Register addressing mode vs Direct addressing mode

2019-04-09 22:17发布

问题:

I encountered this question in a test paper. It stated, Which of the given addressing modes is faster? Why?

  1. Register addressing mode
  2. Direct addressing mode

Now according to me register addressing mode should be faster as register is the fastest memory location in the computer. Is this the correct answer to it?

Please help out. Thanks

回答1:

Register accesses are the fastest. However, memory accesses can be as fast if the memory data that you're accessing is already in the CPU's data cache.



回答2:

The difference between the two addressing modes is...the source of the address...For direct addressing mode the address of the item to be accessed is an immediate encoded in the instruction, so the instruction is larger, in some cases much larger so it requires more clock cycles to access, ideally it is in the cache as it is the bytes immediately following the opcode and the fetching of the opcode normally causes at least a cache line behind it to be fetched, with anything but the oldest x86 platforms I dont see how you would get to where you are executing the instruction without the rest of the instruction and the next few/many instructions already fetched and in the pipe. Even old x86 processors had a prefetch queue of some size.

Register addressing means the address for the item being accessed is in a register. Assuming the address was already there, then this is faster because you dont incur the larger instruction, extra cycles, more of the cache line burned for instruction. Where you have to be careful with this argument is say for example the instruction just before is loading the immediate address into the register.

mov ax,[1000h]


mov ax,[bx]

The second one is faster than the first (for things that can be compared at this level), because of the instruction size and additional cache burned and cycles take.

BUT

mov ax,[1000h]


mov bx,1000h    
mov ax,[bx]

the direct addressing is faster because overall it takes fewer cycles to fetch and execute (for things that can be compared).

What do I mean by for things that can be compared? The addressing mode has to do with where the address comes FROM. once you start to EXECUTE that instruction and perform a memory cycle then the two are equal, it is an address on a bus, to be comparing the two instructions the data size is the same. it may very well be the case that direct adddressing is faster for some test program simply because for that test program the data is always in the data cache, where for that test program the register addressing version is not or sometimes is not.

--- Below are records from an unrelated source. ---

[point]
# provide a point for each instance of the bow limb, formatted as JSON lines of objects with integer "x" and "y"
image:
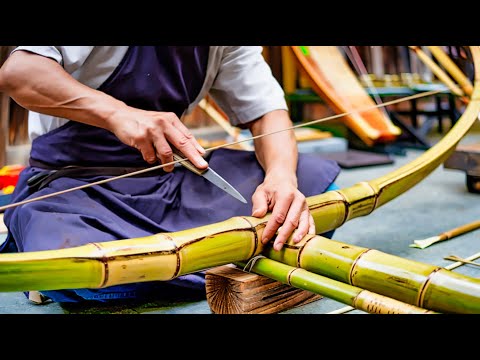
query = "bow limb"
{"x": 168, "y": 255}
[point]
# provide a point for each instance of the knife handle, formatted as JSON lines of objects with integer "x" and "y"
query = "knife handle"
{"x": 177, "y": 155}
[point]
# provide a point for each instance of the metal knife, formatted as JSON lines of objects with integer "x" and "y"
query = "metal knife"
{"x": 208, "y": 174}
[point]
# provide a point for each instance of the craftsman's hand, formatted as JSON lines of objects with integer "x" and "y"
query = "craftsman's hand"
{"x": 151, "y": 132}
{"x": 290, "y": 212}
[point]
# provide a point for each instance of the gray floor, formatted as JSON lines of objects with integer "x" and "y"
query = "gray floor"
{"x": 439, "y": 203}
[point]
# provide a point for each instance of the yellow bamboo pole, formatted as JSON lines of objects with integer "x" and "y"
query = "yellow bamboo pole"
{"x": 423, "y": 285}
{"x": 452, "y": 68}
{"x": 165, "y": 256}
{"x": 358, "y": 298}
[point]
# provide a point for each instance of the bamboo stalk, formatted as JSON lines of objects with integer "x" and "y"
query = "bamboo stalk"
{"x": 351, "y": 295}
{"x": 168, "y": 255}
{"x": 452, "y": 68}
{"x": 459, "y": 263}
{"x": 423, "y": 285}
{"x": 437, "y": 70}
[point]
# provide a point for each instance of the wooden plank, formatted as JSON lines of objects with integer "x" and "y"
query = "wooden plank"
{"x": 231, "y": 290}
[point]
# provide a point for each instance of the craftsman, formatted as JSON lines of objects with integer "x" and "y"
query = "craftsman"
{"x": 111, "y": 107}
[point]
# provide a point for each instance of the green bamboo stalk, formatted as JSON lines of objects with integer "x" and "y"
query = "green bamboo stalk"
{"x": 159, "y": 257}
{"x": 351, "y": 295}
{"x": 452, "y": 69}
{"x": 416, "y": 283}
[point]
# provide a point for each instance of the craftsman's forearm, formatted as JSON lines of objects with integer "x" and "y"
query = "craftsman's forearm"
{"x": 40, "y": 84}
{"x": 277, "y": 153}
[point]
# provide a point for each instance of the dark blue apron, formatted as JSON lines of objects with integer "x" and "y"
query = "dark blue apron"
{"x": 163, "y": 78}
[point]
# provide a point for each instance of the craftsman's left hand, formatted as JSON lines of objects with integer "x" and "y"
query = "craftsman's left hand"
{"x": 290, "y": 213}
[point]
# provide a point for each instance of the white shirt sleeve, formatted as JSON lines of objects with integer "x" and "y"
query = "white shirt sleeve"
{"x": 245, "y": 87}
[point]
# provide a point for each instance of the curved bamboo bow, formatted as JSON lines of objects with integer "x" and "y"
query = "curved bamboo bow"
{"x": 165, "y": 256}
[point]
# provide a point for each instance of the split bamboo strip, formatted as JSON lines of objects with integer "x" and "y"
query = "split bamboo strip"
{"x": 452, "y": 69}
{"x": 459, "y": 259}
{"x": 351, "y": 295}
{"x": 423, "y": 285}
{"x": 343, "y": 310}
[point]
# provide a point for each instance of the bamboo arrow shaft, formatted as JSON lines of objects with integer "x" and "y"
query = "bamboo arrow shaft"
{"x": 351, "y": 295}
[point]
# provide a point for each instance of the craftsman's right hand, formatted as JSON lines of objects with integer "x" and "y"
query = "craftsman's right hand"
{"x": 152, "y": 132}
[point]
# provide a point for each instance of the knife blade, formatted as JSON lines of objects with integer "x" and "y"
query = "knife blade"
{"x": 208, "y": 174}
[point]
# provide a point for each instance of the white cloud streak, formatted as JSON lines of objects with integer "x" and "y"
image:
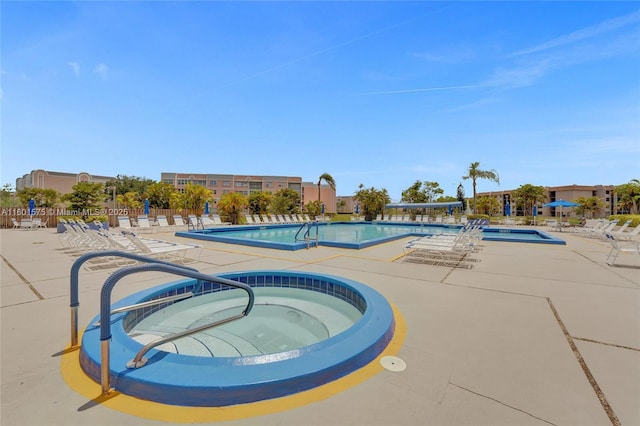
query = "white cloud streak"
{"x": 428, "y": 89}
{"x": 102, "y": 70}
{"x": 583, "y": 34}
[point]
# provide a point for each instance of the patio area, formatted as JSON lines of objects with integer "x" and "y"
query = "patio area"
{"x": 532, "y": 334}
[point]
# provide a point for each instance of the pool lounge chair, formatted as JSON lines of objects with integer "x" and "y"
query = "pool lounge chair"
{"x": 162, "y": 249}
{"x": 602, "y": 232}
{"x": 618, "y": 232}
{"x": 193, "y": 223}
{"x": 163, "y": 223}
{"x": 617, "y": 247}
{"x": 179, "y": 221}
{"x": 144, "y": 225}
{"x": 217, "y": 221}
{"x": 207, "y": 222}
{"x": 124, "y": 222}
{"x": 629, "y": 236}
{"x": 24, "y": 224}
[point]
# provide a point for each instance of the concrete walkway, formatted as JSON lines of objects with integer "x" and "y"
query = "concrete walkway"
{"x": 533, "y": 334}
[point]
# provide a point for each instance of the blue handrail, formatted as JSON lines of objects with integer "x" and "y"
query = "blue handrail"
{"x": 105, "y": 308}
{"x": 307, "y": 235}
{"x": 75, "y": 277}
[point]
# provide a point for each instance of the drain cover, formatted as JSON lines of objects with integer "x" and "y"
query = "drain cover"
{"x": 393, "y": 363}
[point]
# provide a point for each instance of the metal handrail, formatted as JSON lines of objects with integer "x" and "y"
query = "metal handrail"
{"x": 105, "y": 311}
{"x": 74, "y": 276}
{"x": 153, "y": 302}
{"x": 306, "y": 237}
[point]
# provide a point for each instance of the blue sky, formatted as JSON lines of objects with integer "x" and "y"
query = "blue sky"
{"x": 374, "y": 93}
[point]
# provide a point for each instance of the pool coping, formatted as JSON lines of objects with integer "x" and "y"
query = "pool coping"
{"x": 223, "y": 381}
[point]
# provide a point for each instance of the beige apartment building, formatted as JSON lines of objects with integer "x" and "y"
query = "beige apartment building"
{"x": 221, "y": 184}
{"x": 568, "y": 193}
{"x": 60, "y": 181}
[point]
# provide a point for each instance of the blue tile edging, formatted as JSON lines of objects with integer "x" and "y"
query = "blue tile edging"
{"x": 221, "y": 381}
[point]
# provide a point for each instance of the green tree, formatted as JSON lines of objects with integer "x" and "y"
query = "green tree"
{"x": 313, "y": 208}
{"x": 130, "y": 200}
{"x": 329, "y": 180}
{"x": 628, "y": 195}
{"x": 285, "y": 201}
{"x": 589, "y": 206}
{"x": 85, "y": 198}
{"x": 259, "y": 202}
{"x": 488, "y": 205}
{"x": 421, "y": 192}
{"x": 460, "y": 194}
{"x": 195, "y": 196}
{"x": 231, "y": 205}
{"x": 372, "y": 201}
{"x": 7, "y": 198}
{"x": 41, "y": 196}
{"x": 474, "y": 173}
{"x": 527, "y": 196}
{"x": 159, "y": 195}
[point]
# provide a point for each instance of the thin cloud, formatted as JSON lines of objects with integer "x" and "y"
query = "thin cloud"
{"x": 75, "y": 67}
{"x": 102, "y": 70}
{"x": 429, "y": 89}
{"x": 583, "y": 34}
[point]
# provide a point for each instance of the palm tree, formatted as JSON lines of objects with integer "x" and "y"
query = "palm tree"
{"x": 475, "y": 173}
{"x": 329, "y": 180}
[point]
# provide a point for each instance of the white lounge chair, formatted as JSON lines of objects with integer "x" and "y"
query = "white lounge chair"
{"x": 629, "y": 236}
{"x": 161, "y": 249}
{"x": 193, "y": 222}
{"x": 618, "y": 232}
{"x": 144, "y": 224}
{"x": 124, "y": 222}
{"x": 179, "y": 221}
{"x": 163, "y": 223}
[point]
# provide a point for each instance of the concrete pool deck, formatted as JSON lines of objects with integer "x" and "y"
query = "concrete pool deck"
{"x": 532, "y": 335}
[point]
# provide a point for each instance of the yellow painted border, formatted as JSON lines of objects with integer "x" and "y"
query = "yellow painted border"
{"x": 77, "y": 380}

So the things that can be compared between the two instructions are the size of the instruction, which leads to the cycles and cache line it burns. One cache line can hold many register based instructions but only a few direct/immediate based instructions, so by using direct/immediate you have an opportunity cost and incur more memory cycles overall when executing the program. YES, many of these cycles are in parallel on anything remotely modern.

So these types of questions have to do with whether or not you understand the instruction set, and depending on how much detail you return, whether or not you understand beyond that what the actual costs are. Likewise without experience, simply trying an experiment will likely fail or show no difference as you have to craft the experiment around the caches.

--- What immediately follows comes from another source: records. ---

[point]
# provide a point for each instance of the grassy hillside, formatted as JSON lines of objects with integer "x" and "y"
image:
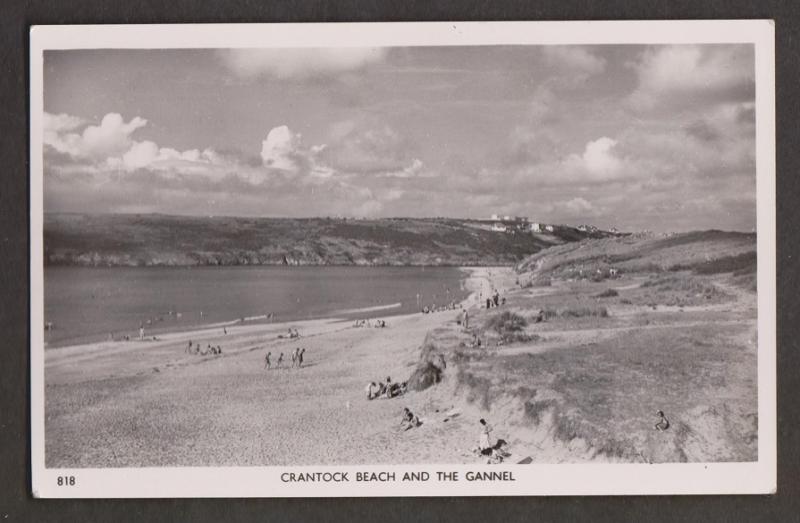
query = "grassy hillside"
{"x": 146, "y": 240}
{"x": 707, "y": 252}
{"x": 580, "y": 359}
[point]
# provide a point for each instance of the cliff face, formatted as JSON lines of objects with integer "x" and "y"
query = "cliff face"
{"x": 159, "y": 240}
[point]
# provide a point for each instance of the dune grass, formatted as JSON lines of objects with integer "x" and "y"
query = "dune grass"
{"x": 607, "y": 395}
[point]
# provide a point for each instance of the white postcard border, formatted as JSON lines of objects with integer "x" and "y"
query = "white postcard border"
{"x": 535, "y": 479}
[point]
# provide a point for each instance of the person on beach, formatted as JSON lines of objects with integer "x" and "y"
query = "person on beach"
{"x": 409, "y": 420}
{"x": 485, "y": 440}
{"x": 663, "y": 422}
{"x": 371, "y": 390}
{"x": 389, "y": 385}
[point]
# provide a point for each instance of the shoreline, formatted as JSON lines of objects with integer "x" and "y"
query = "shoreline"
{"x": 119, "y": 404}
{"x": 474, "y": 281}
{"x": 336, "y": 315}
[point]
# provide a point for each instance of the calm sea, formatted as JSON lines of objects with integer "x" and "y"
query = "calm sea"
{"x": 89, "y": 304}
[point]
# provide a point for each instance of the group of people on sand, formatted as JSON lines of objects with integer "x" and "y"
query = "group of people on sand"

I highly recommend the book The Zen of Assembly Language by Michael Abrash

http://www.amazon.com/Zen-Assembly-Language-Knowledge-Programming/dp/0673386023/ref=sr_1_1?ie=UTF8&qid=1335971069&sr=8-1

NOT the free one that comes with the big black graphics programming book that one is incomplete. You can get a used copy in good shape (bought a second one and it was better than my original that I bought at the store and has lived on a bookshelf). The details about 8088 and 8086 were outdated when the book went to print, that is not the importance of the book, the importance is to understand how to attack the problem, how to think about the problem and get an elementary insight as to what is going on behind the scenes. It is significantly more complicated today, still understandable, but I recommend starting with a foundation like this before jumping into what you see today. Esp with x86 (I highly recommend learning something, anything, other than x86 first when you start looking at busses and caching, etc). http://github.com/dwelch67/amber_samples. I have cleaned up and made the amber processor (arm2 clone) available using open source tools so that you can see things running inside the processor. One version of the amber has a cache. Again a stepping stone, adding mmus and multi cores, etc just adds to the complexity.

Super short answer, the direct addressing encodes using a longer instruction, more cycles than register addressing when only the two instructions are compared to each other. Memory side effects, caching, etc can confuse or neutralize the differences.